Calculated on the average values of the two years, the value of U.S. dollars has thus risen by +44.2%. In Euro - this price is more relevant for Austrian investors - the gold price has climbed by +39.6% in the last 10 years.
10,000 euros invested in gold: What would it be worth today?
Rechnet man mit einem Aufgeld von etwa 3,5% beim Wiener Philharmoniker kostete die 1/1 Unze Münze im Jahr 2010 im Schnitt etwa 968,05 EUR.
Successfully fighting inflation with gold
Everything is getting more and more expensive. This is not just a feeling, but is called inflation and is even desired in our monetary system. To measure inflation, we can refer to the consumer price index of Statistics Austria. Compared to 2010, we find an index value of 120.8 here for February 2021.
This means that in order to purchase the same goods and services that we would have received in 2010 for 10,000 euros in February 2021, we would now have to spend 12,080 euros.
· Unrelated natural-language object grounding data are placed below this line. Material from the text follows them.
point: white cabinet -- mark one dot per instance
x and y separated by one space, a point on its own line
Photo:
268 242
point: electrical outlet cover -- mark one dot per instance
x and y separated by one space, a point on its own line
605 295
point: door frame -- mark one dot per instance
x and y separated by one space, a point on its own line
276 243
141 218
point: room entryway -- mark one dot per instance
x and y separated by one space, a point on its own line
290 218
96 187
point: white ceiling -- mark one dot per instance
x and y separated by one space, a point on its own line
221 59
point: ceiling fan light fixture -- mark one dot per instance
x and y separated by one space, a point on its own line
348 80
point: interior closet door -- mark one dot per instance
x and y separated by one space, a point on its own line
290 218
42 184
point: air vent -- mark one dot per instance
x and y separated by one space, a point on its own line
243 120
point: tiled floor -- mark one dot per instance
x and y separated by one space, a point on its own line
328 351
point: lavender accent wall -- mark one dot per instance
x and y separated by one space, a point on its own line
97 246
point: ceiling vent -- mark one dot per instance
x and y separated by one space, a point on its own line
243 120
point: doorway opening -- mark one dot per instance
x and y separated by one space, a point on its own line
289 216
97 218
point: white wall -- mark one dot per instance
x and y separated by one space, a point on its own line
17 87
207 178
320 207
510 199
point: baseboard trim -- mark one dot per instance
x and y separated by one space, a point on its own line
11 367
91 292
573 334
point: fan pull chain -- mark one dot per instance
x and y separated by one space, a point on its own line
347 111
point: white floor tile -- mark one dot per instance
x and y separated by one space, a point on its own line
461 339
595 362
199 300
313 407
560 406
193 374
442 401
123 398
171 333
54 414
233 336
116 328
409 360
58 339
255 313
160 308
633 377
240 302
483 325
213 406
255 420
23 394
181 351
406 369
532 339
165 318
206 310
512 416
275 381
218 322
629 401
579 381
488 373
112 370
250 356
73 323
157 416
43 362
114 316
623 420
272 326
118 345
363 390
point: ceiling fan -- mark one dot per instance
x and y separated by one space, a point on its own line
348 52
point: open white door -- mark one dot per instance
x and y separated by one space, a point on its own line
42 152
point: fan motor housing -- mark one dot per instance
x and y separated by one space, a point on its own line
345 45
So if we calculate this inflation out of our gold investment, we would have made a profit of 4,337.75 Euros over the last 10 years with the gold investment in 10 Philharmonics.
Top performance for safe investment
Certainly, some will now say that a higher return would have been possible with shares, funds, ETFs and other financial products. This cannot be denied at all. However, one should keep in mind that precious metals and exchange-traded securities do not fall into the same investment class.
With shares, you speculate that securities will develop positively, but there is always the risk of a complete failure.
Gold, on the other hand, is primarily aimed at preserving value. It is about protecting one's own assets against loss of value. Of course, the price of gold can also fall. Therefore, you should not invest your entire assets in gold. However, there is no risk that gold will suddenly be worth nothing.
Gold is therefore a very safe form of investment and, as an investment in kind, is more comparable to savings accounts. And in comparison, gold has performed much better in the last 10 years, because it was not only an anchor for inflation, but also yielded an actual return. Money that has been sitting in savings accounts for the last 10 years, on the other hand, is actually worth less in real terms today.
Conclusion: Gold as a good form of investment
Wir von Gold&Co. beraten Sie gerne, wenn Sie Edelmetalle als Geldanlage kaufen wollen. Auf unseren Seiten finden Sie auch Hintergrundinfos zur aktuellen Goldpreisentwicklung, unsere langfristige Goldpreisprognose und natürlich die stets aktuellen Preise für Gold, Silber & Platin in Münz und Barrenform.
We advise our clients to invest about 10-20% of their assets in gold, silver, platinum and other precious metals. Not to speculate with, but as a hedge against inflation and currency devaluation.